AUDIENCES at York Theatre Royal have fallen by ten per cent in the wake of evening parking charges.

But theatre boss Ludo Keston is hopeful major changes could be made to the charges by November to ease the problems they are causing.

The chief executive joined other members of PLAY, the organisation representing performing and live arts organisations in York, at a private meeting about parking with council leader Steve Galloway earlier this week.

PLAY, whose members include the Grand Opera House, City Screen and Fibbers, told Coun Galloway that their organisations generated a spend of £11.4 million in the York economy, as well as generating hundreds of jobs.

PLAY said in a statement that Coun Galloway had listened "very carefully" to its concerns over the potential impact on the economy if current charges remained unchanged.

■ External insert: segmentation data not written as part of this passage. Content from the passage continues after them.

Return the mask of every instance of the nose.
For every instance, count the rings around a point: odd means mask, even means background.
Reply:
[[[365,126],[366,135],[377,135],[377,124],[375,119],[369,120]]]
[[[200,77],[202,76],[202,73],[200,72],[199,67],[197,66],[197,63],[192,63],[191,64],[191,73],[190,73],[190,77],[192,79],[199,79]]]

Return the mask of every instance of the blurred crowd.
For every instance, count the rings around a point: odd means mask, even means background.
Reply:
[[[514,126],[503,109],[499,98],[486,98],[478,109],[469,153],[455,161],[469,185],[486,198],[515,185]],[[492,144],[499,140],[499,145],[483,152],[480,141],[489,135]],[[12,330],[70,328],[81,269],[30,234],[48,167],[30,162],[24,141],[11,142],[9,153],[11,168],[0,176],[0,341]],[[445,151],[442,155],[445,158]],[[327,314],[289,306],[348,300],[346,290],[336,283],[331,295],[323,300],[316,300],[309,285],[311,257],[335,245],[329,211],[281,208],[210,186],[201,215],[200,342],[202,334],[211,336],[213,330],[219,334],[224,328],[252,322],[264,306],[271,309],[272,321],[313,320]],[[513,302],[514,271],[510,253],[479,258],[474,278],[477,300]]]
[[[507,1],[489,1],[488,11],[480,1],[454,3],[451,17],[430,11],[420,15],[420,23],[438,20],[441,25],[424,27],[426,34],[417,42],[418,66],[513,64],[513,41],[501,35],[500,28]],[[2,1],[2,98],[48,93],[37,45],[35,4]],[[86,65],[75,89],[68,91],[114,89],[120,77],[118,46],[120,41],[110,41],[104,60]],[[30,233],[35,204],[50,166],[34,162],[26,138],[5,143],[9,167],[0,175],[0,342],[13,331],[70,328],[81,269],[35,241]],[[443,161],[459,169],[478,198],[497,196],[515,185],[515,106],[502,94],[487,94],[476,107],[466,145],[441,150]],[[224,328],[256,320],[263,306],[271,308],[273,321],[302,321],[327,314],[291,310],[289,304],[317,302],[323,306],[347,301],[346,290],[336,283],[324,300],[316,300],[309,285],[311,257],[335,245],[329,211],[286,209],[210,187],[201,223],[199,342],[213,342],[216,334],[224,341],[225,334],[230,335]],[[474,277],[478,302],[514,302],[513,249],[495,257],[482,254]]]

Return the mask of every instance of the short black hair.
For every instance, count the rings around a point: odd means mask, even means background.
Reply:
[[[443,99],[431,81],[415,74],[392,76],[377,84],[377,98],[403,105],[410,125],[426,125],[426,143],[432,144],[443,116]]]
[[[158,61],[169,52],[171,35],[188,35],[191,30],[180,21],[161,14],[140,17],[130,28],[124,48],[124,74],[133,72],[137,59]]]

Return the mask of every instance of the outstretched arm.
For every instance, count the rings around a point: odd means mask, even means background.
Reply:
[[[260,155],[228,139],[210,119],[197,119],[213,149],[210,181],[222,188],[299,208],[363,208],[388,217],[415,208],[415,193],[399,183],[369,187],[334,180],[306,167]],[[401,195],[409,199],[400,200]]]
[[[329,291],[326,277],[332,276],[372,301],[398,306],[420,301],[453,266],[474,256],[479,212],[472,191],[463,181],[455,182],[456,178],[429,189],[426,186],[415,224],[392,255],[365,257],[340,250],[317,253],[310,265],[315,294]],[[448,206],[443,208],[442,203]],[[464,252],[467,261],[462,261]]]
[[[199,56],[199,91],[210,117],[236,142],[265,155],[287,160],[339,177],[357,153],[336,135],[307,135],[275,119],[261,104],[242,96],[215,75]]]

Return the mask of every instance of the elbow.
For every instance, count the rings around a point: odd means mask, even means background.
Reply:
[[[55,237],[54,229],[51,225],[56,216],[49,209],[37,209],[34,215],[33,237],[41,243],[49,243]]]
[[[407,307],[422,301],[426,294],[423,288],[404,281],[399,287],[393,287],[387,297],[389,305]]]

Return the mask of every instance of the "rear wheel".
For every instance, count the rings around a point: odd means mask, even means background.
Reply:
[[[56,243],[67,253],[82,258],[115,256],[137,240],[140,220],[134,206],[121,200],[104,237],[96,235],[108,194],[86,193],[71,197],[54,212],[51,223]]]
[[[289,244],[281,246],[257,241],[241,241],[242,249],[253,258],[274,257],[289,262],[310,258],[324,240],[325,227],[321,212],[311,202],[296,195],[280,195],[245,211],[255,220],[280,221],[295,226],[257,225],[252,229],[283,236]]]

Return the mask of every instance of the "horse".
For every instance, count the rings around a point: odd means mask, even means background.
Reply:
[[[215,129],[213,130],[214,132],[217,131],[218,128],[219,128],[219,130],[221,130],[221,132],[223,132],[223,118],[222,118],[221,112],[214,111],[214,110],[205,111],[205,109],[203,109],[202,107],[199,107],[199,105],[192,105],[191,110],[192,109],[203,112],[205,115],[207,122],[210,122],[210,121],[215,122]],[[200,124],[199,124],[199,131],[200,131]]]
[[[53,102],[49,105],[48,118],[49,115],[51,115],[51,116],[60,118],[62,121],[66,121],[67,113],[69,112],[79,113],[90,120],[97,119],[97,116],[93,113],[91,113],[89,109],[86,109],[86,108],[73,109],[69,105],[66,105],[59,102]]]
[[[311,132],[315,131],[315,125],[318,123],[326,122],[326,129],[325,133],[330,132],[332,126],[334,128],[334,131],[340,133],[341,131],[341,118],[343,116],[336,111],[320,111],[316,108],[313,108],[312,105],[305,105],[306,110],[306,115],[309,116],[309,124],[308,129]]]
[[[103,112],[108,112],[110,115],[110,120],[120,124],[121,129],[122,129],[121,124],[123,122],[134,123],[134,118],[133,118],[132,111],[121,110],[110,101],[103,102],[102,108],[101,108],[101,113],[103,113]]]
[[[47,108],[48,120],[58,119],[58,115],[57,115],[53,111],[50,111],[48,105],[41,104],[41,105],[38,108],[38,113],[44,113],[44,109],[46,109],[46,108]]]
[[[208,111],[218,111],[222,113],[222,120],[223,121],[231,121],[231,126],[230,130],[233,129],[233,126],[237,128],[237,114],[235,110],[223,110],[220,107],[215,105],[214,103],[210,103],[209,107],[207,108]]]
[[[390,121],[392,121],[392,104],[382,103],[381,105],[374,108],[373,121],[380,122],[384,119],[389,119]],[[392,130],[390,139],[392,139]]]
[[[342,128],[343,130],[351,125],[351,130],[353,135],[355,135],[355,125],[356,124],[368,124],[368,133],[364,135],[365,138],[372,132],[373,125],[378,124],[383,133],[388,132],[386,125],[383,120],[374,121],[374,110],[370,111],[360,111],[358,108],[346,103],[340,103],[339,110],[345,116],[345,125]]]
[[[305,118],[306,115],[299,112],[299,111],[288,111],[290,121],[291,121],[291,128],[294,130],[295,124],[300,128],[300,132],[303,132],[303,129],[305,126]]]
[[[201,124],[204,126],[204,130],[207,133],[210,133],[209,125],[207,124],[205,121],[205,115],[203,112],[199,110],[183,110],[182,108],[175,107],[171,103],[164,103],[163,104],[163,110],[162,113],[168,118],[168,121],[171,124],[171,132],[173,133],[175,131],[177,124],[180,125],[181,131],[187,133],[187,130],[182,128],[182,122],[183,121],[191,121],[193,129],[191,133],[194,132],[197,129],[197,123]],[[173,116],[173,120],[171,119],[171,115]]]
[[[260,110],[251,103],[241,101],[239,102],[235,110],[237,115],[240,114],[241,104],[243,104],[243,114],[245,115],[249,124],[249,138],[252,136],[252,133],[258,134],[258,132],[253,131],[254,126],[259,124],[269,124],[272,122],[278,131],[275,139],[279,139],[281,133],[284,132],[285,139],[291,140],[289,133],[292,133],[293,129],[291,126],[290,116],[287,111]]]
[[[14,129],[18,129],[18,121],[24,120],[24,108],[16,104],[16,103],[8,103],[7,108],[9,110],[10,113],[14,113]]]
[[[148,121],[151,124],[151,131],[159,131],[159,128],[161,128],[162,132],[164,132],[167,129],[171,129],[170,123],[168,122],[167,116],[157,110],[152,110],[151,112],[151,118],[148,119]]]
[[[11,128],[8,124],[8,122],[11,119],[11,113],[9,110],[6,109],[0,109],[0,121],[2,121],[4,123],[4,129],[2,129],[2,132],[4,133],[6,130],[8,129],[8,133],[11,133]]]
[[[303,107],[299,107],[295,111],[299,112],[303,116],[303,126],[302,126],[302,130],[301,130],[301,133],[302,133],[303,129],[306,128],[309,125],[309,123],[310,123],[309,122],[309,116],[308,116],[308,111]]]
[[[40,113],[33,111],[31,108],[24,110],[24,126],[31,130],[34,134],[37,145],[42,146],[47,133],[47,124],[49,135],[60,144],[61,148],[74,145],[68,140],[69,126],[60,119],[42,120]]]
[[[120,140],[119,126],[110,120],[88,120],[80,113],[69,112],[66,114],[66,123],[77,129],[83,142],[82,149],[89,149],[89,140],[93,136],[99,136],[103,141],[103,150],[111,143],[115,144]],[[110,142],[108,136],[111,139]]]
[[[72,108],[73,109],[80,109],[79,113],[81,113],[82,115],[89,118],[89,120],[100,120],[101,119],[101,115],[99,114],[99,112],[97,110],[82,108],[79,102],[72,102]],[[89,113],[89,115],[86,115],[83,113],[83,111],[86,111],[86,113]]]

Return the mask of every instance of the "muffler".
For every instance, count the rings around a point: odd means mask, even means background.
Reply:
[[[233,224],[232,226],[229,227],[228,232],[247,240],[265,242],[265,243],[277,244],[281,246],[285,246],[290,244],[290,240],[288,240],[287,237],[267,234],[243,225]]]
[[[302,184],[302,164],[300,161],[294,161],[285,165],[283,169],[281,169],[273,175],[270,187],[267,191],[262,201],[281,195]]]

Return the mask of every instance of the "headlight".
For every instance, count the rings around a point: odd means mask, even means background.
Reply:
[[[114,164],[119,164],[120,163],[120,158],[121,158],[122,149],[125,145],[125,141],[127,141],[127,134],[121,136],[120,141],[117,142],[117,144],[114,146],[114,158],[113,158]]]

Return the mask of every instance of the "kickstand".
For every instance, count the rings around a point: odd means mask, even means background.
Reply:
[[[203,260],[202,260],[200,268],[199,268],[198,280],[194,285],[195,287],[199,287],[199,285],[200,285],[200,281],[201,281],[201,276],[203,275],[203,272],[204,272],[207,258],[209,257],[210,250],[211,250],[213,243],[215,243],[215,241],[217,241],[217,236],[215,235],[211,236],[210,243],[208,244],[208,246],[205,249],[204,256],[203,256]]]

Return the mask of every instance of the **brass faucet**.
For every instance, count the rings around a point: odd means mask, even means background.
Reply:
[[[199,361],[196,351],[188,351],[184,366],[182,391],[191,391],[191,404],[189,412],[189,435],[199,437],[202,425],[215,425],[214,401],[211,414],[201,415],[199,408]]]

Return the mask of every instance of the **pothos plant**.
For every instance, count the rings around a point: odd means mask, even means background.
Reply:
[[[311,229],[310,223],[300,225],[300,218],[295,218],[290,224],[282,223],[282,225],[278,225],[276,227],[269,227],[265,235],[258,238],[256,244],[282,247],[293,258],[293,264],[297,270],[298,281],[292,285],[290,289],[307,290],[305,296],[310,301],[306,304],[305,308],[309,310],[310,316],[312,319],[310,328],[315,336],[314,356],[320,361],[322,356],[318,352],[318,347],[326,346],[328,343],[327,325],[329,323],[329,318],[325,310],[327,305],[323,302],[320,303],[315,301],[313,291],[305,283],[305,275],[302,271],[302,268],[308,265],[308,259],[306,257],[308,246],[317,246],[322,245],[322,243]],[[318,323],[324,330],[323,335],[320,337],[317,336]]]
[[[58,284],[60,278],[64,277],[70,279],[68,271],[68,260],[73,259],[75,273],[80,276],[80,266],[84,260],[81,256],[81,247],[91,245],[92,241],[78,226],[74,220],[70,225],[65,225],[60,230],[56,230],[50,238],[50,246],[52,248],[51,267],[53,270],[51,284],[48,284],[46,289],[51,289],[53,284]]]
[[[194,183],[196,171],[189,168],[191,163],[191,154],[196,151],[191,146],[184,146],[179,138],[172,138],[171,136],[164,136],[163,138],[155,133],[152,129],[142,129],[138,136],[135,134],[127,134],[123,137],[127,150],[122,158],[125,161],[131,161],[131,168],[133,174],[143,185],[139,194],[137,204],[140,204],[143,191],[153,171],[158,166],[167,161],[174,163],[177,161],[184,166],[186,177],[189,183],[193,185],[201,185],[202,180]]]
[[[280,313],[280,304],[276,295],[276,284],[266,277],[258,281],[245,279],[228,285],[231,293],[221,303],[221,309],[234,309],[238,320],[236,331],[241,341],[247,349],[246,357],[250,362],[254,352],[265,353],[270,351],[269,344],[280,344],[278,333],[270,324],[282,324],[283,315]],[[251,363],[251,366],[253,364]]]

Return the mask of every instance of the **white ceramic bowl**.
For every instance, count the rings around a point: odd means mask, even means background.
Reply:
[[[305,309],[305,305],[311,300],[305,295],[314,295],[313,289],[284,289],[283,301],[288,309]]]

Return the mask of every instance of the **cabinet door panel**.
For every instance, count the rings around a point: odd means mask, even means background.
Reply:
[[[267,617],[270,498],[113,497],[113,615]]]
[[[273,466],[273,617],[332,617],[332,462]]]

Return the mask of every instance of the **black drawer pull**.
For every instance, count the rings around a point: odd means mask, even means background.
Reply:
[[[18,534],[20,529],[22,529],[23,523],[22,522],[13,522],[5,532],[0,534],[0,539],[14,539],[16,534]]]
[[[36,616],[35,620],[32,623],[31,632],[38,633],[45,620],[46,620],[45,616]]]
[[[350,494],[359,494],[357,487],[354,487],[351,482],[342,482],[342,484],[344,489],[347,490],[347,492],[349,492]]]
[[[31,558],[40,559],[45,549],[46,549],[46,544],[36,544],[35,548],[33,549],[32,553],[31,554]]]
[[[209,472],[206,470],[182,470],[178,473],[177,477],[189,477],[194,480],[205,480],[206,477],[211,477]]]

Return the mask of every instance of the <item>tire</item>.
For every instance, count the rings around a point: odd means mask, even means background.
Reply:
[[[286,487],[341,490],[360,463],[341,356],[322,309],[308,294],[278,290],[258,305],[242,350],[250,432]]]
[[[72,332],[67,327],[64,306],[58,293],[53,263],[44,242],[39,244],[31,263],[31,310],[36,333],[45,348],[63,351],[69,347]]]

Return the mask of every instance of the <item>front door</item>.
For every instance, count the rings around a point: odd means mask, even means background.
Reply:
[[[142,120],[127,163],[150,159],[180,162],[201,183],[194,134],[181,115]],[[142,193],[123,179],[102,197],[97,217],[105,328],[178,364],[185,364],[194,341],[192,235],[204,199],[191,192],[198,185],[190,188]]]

Mr Keston said the Theatre Royal's total audience in the ten weeks from the beginning of May was just under 21,500, compared to just over 23,500 in the same period next year.

He said performances were broadly similar in the two periods, and he did not believe other factors such as Euro 2004 or the weather could solely account for the drop - particularly as a significant number of letters had been received from customers expressing concern at the charges.

If the downturn were to continue over the rest of the year, it would be "very worrying" for what was a not-for-profit charity, which worked under guidelines demanding that it balanced income and expenditure.

A range of options would have to be considered, which might include raising ticket prices or cutting back on services, which the theatre had been working very hard to increase in recent years.

Coun Galloway said today that the council was consulting with various organisations which had approached the authority. He agreed the meeting with PLAY had been constructive. "One or two ideas have been taken away to be looked at," he said.

He would not go into detail at this stage, but said he expected to be able to do so in the final of a series of four articles about charges he is writing for the Evening Press.

PLAY's concerns appear to be borne out by a number of emails received by the Evening Press.

For example, Robin and Pamela Marlow, of Alne, said they no longer considered the city centre in their plans for an evening out, going for example to VUE instead of City Screen.

Lucy and Michael Mulkay, of Millington, said they were senior citizens who could no longer afford to go to see concerts or plays. "We feel this is so wrong as it is killing the theatre and cinema."